Manhattan, New York’ta, yani dergimizin de evinde bir heyula dolanıyor! ECW ruhu hiçbir zaman aramızdan ayrılmadığını, sadece isim değiştirdiğini gösterdi bize cuma gecesi. Paul Heyman gibi bir zekadan beklenilecek kalitede bir şov ortaya koymuşlar. Biz de en ön sırada yerlerimizi aldık, zaten şovu izlemek için de tam anlamıyla iki sokak aşağıya inmemiz yeterli oldu. Haberini de yaptığımız gibi, şovun sonunda yaşanan ve kesinlikle reytingleri tavana çeken kaosu bir kenara bırakacak olursak, gördüğümüz isimler bu şovun kitlesini etkilemeye oldukça yetecektir. Rebirth’ün Controversy ile aynı gece yayınlanması bir cuma gecesi savaşını tetikler mi? Bekleyip göreceğiz. Controversery kesinlikle bünyesinde daha büyük yıldızlar barındırıyor ama Rebirth de eskide kalmış bir güreş kültürünü yeniden gün yüzüne çıkarabilir.
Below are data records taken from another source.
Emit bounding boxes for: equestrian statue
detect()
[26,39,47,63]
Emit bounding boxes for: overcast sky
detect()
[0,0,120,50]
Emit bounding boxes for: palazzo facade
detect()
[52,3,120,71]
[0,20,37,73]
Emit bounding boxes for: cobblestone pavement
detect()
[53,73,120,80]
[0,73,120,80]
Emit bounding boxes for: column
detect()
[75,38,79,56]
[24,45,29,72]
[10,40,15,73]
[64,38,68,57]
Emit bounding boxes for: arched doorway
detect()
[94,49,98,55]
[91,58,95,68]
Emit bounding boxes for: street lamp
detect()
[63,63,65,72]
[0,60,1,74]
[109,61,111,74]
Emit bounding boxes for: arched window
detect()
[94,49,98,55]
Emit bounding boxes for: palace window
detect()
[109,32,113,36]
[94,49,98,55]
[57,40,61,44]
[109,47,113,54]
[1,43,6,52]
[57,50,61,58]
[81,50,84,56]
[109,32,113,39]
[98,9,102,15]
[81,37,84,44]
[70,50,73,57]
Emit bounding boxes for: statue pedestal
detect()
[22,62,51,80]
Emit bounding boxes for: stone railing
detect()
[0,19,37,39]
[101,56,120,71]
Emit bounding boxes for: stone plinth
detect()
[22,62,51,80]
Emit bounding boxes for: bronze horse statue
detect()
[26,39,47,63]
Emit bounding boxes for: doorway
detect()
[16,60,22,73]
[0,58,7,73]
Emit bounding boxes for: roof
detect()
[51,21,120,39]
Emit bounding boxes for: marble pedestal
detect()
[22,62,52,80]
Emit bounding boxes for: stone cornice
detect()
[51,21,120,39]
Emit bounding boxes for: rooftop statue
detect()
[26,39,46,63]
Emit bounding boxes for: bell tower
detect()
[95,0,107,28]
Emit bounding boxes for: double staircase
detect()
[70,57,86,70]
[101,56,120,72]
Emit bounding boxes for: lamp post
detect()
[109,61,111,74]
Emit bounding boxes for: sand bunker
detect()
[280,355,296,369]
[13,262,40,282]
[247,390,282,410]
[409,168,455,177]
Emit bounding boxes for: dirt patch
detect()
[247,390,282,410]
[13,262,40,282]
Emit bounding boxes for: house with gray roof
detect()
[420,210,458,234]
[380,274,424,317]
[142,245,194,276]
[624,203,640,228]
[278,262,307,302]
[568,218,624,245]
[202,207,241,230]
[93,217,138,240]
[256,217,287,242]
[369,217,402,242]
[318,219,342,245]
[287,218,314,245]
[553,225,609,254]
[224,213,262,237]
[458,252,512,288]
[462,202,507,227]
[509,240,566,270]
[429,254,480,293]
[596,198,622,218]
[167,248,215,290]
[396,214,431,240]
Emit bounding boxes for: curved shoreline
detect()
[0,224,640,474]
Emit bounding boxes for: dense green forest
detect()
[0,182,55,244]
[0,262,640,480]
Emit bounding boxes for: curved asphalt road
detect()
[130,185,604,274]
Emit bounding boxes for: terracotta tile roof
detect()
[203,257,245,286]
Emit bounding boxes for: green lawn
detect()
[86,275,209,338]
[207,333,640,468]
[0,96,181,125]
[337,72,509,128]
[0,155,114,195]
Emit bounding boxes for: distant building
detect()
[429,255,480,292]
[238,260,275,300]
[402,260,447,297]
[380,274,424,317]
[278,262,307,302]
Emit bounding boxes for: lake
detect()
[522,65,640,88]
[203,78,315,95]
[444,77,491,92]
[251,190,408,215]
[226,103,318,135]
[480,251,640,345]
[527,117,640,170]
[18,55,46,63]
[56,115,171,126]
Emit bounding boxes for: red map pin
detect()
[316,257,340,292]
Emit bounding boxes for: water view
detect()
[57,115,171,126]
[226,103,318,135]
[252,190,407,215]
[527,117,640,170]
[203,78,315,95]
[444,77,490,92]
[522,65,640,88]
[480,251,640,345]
Las Vegas’ta da RWF’nin ilk şovunu, BLACKJACK’i canlı izleme fırsatı bulan yazarlarımız buldu. Diğerlerine kıyasla başta kesinlikle daha az ciddiyetle yaklaştığımız Blackjack, muhtemelen beklentilerimizden fazlasını vaat ediyor. Beklentilerimiz genel olarak lop lop birbirine temas edip bir o yana bir bu yana sallanan götlerdi, şanslıyız ki Blackjack bu konuda da gözlerimizi doyurmuş. Yazarların kadın divizyonu üzerinde çalıştığı açıkça belli. Bu da doğal olarak günümüz güreşinde daha büyük kitlelere seslenebilmek adına oldukça önemli. Penelope Ford’un Alexa, Gigi gibi güreşçileri ve Mandy gibi or*spuları eleyip maçı ayakta kapatması oldukça beklenmedik bir sahneydi. Beklenmeyene hazır olmamız gerektiği mesajını seyirciye geçirmek isteyen Blackjack, sürükleyici geçen main event maçının sonucuyla da
eskileri yıkıyoruz, bizler yeni bir jenerasyonun bayrağını taşıyoruz diyor.